The courts interpret narrowly an express duty to act in good faith. They are unlikely to imply a good faith duty where the contract expressly states how the parties will co-operate with each other.
South Anglia Housing (S), a housing authority, entered into a contract with TSG Building Services (T), under which T agreed to provide gas servicing and other works to S’s housing stock. The contract allowed either party to terminate on three months’ notice. It contained this clause:
‘The Partnering Team members shall work together and individually in the spirit of trust, fairness and mutual cooperation for the benefit of the Term Programme, within the scope of their agreed roles, expertise and responsibilities as stated in the Partnering Documents, and all their respective obligations under the Partnering Contract shall be construed within the scope of such roles, expertise and responsibilities, and in all matters governed by the Partnering Contract they shall act reasonably and without delay.’
S served notice on T to terminate the contract on three months’ notice. In adjudication proceedings, T was awarded almost £400,000 plus interest for losses related to the termination. S applied to the court for declaratory relief and two of the issues before the court were whether: (1) the clause required S to act reasonably and in good faith when terminating the contract, and (2) there was an implied duty on S to act in good faith in connection with the contract, including its termination.
The judge construed the clause narrowly, holding that it did not apply to termination. He also refused to imply a good faith duty. The parties had expressly set out in the clause how they would work together.
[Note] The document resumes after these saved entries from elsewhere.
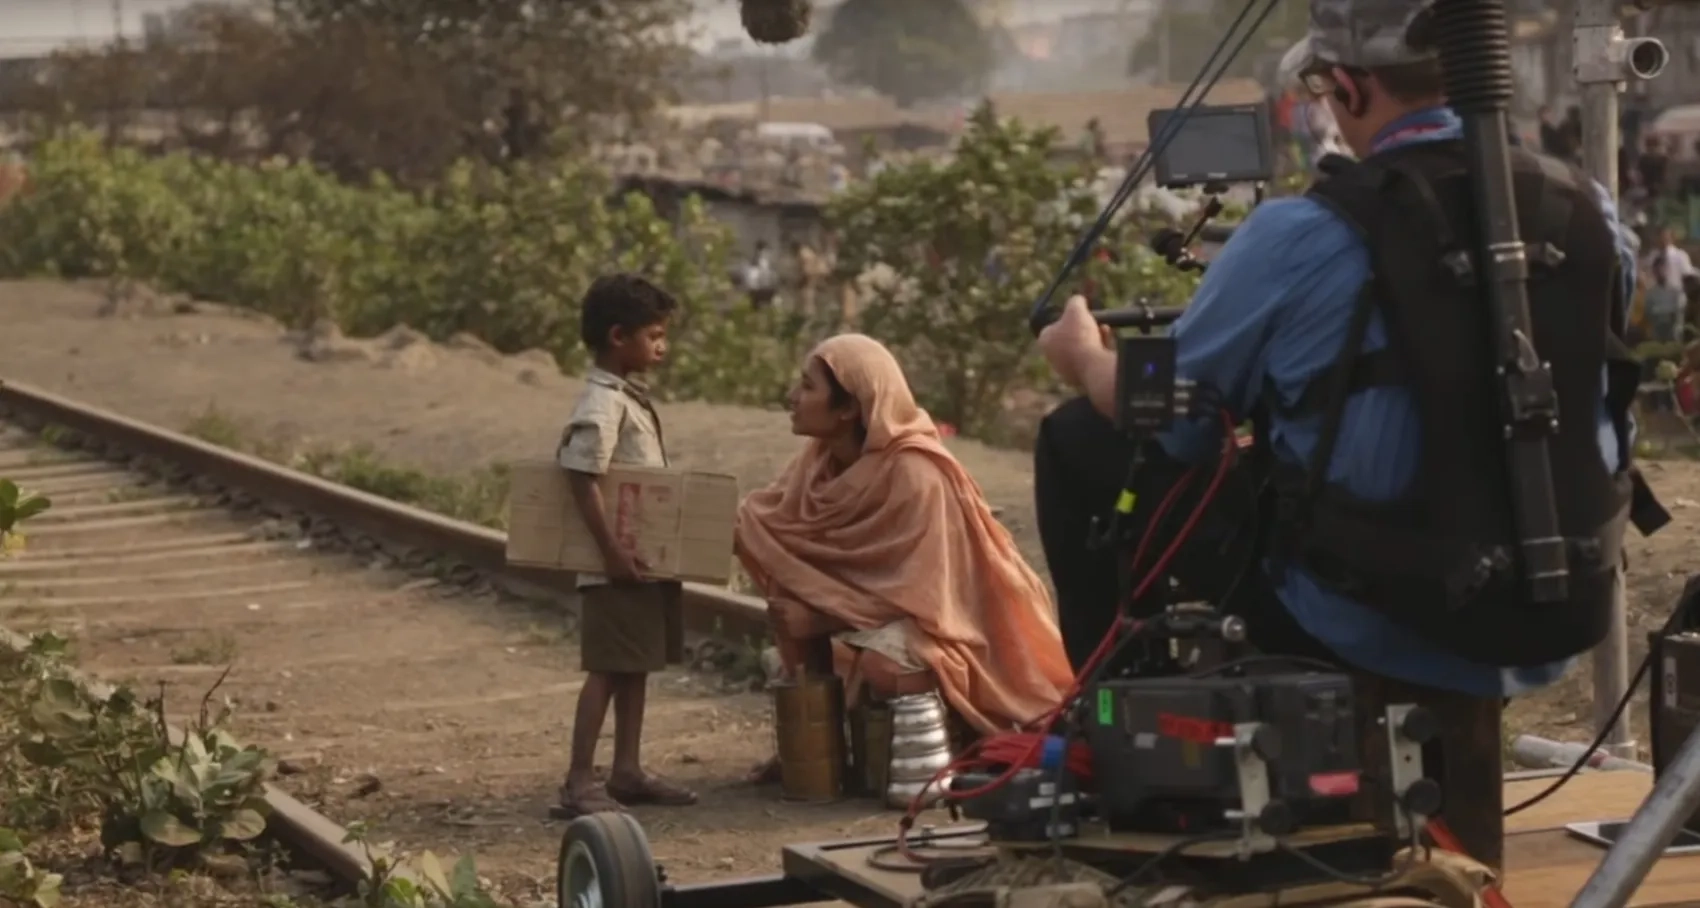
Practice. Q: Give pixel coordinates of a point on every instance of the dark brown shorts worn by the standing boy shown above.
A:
(632, 628)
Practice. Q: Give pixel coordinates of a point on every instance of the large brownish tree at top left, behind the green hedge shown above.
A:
(402, 88)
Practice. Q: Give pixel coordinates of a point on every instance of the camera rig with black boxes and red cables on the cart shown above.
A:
(1259, 768)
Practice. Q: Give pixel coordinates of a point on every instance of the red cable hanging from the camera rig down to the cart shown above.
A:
(1023, 751)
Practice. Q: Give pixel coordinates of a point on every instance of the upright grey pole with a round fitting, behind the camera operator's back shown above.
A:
(1606, 62)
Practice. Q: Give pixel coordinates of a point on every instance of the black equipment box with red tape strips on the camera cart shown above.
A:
(1162, 764)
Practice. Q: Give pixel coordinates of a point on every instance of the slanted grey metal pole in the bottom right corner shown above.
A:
(1648, 834)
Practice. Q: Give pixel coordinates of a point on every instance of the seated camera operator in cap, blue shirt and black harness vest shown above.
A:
(1272, 317)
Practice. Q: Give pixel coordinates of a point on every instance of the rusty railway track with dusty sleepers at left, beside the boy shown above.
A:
(402, 672)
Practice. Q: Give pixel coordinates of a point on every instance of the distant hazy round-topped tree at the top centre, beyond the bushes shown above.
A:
(909, 50)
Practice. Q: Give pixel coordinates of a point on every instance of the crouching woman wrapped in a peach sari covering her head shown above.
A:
(881, 560)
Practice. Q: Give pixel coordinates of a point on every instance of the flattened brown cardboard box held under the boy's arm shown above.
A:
(677, 521)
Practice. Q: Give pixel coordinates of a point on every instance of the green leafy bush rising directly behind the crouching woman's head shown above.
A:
(970, 246)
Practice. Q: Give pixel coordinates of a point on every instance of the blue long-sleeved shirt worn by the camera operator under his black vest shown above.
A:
(1276, 304)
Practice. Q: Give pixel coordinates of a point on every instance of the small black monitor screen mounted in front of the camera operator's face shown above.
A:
(1213, 145)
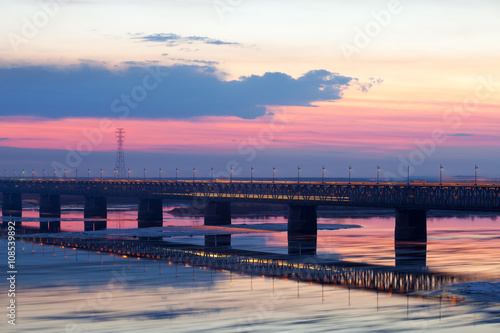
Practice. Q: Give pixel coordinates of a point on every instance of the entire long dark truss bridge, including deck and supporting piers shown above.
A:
(411, 201)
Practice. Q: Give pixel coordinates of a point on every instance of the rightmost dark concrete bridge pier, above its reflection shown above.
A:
(411, 225)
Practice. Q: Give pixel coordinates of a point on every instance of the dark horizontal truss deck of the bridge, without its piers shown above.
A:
(450, 196)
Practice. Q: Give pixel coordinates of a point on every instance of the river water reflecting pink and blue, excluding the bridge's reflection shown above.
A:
(67, 290)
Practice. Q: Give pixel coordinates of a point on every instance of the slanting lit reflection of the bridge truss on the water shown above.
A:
(380, 278)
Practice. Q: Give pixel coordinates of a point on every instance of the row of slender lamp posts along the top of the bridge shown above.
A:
(231, 174)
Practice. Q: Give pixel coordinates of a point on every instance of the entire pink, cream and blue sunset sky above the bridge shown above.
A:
(235, 84)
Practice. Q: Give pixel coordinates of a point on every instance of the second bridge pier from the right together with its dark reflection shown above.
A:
(302, 229)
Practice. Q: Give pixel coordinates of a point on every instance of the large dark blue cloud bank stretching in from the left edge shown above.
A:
(179, 91)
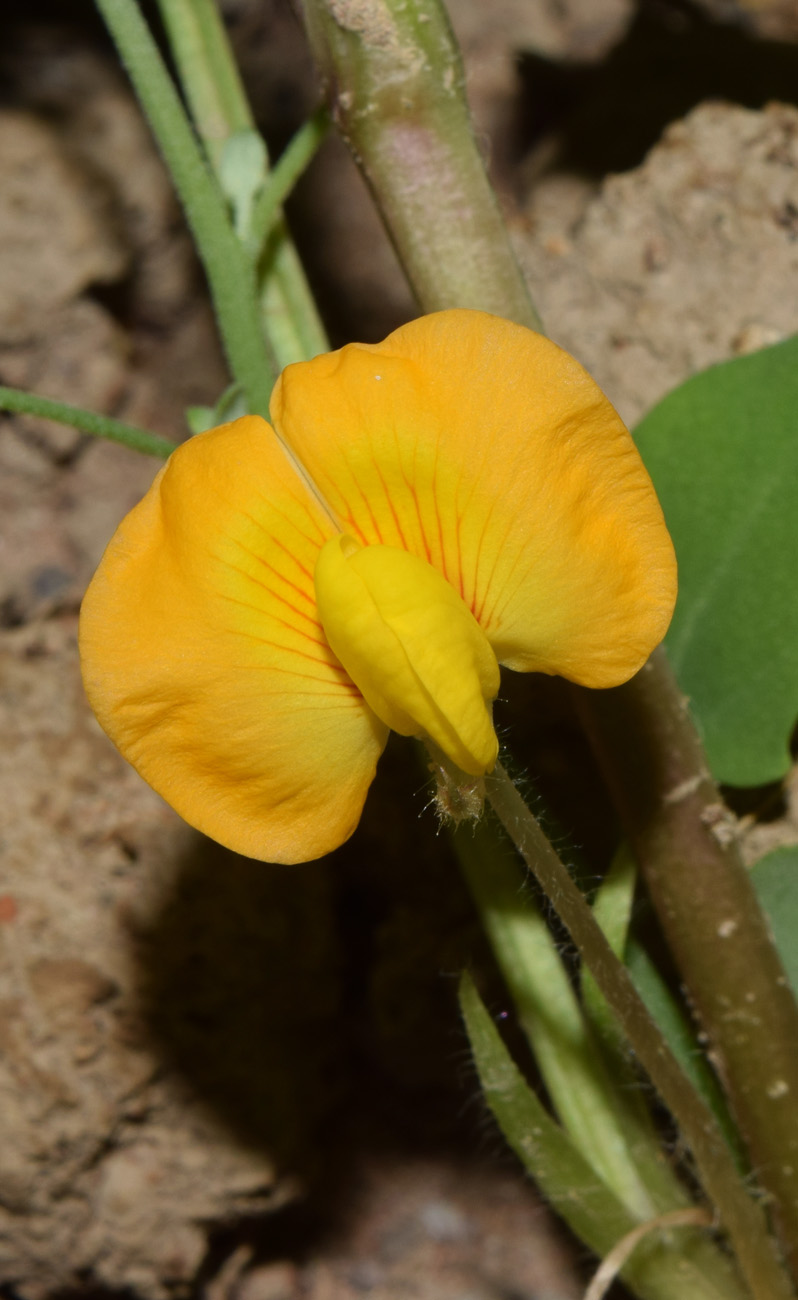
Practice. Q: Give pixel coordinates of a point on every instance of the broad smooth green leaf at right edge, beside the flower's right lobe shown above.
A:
(723, 453)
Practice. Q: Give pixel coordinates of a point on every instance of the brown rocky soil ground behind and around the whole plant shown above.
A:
(251, 1084)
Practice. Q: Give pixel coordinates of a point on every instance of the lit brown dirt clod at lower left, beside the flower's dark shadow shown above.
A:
(109, 1165)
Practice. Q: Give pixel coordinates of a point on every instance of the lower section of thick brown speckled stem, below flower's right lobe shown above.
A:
(686, 842)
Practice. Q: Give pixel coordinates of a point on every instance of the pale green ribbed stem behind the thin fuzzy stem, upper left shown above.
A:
(220, 109)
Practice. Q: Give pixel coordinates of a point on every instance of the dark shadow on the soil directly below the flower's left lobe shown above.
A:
(296, 999)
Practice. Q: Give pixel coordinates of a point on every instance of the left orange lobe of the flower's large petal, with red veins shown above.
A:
(205, 660)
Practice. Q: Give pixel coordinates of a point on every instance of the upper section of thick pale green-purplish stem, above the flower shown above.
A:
(396, 84)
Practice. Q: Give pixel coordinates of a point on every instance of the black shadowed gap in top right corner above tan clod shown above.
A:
(608, 116)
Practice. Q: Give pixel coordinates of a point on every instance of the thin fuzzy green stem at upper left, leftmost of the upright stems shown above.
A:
(227, 266)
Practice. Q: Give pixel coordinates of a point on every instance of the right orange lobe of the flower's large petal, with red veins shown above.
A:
(487, 450)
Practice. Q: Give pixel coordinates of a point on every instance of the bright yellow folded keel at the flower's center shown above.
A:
(411, 647)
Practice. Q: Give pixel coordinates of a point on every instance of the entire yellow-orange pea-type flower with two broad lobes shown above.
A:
(419, 512)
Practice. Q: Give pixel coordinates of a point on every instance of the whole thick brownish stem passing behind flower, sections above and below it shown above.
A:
(396, 85)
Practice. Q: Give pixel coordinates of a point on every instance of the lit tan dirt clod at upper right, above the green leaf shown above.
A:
(679, 265)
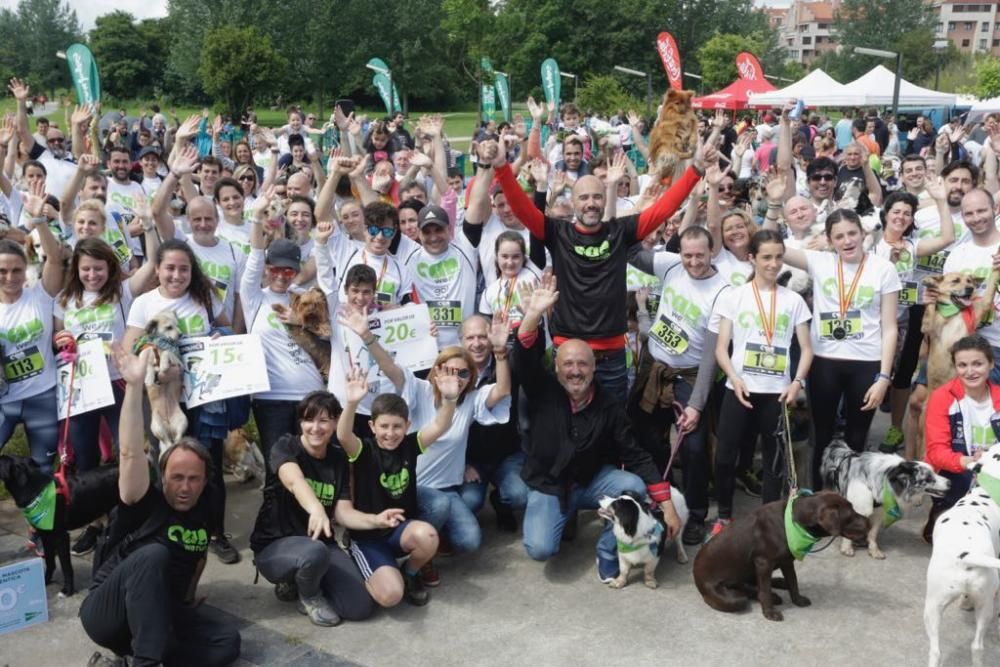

Even if a duty to perform the contract in good faith were implied, it wouldn’t apply to termination. Each party had, when they entered the contract, voluntarily undertaken the risk that the other would terminate before the end of the term.
This case, together with Mid Essex Hospital Services NHS Trust v Compass Group (see our last update), suggests that the courts will narrowly construe express duties to act in good faith. The judge also reviewed Yam Seng v International Trade Corporation (also covered in our last update), where the court implied specific terms based on a general duty to act in good faith. The judge distinguished this case from Yam Seng: here, there was no suggestion of dishonesty or lack of fidelity and the clause already set out how the parties should co-operate.